In November 2020, Strickland, BCLP and MIP submitted his case to the Jackson County Prosecutor’s Conviction Integrity Unit for review. Following a thorough examination of all of the evidence, the Jackson County Prosecutor’s Office concluded in a letter that “[r]eliable, corroborated evidence now proves that Mr. Strickland is factually innocence of the charges for which he was convicted in 1979. In the interests of justice, Mr. Strickland’s conviction should be set aside, he should be promptly released, and he deserves public exoneration.”

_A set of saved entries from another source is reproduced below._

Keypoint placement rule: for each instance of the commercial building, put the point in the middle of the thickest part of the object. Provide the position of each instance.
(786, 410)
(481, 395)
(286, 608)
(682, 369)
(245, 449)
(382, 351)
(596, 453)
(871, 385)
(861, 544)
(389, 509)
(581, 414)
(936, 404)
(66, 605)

The case was initially filed directly in the Missouri Supreme Court because of confusion regarding whether innocence is enough for a defendant to have their conviction overturned if the defendant was not sentenced to death. In 2003, the Missouri Supreme Court declared innocence was a claim for relief when it vacated the conviction of exoneree Joseph Amrine, who had served 17 years on Missouri’s death row, after finding he was actually innocent. In 2016, however, the Western District Court of Appeals declined to do the same for MIP client Rodney Lincoln, who was not sentenced to death, finding, “Because the Missouri Supreme Court has not recognized a freestanding claim of actual innocence in cases where the death penalty has not been imposed, we are not at liberty to expand Missouri habeas jurisprudence to permit consideration of the claim in this case.” Strickland was charged with capital murder and sentenced to life imprisonment without eligibility for probation or parole for 50 years. The Missouri Supreme Court refused to hear the matter and it has since been refiled in Circuit Court.

“Innocence should be enough for an individual to be released from prison, regardless of the sentence,” Hoffman said. “We are asking the Missouri Supreme Court to clarify once and for all that our legal system cannot tolerate the continued incarceration of any innocent person.”

Strickland is represented by BCLP Partner Bob Hoffman, MIP Executive Director Tricia Rojo Bushnell, Attorney Robert Hansen (MIP), and BCLP Associates Logan Rutherford and Ben Ford. The team was assisted by investigators Blair Johnson (MIP), BCLP Paralegal Martin Whitehead, former MIP interns Sarah Duggan, Jordan Kurdi, Robert O’Connor, Maryrachel Durso, and the students in the Drake School of Law 2020 Fundamentals of Investigation Course.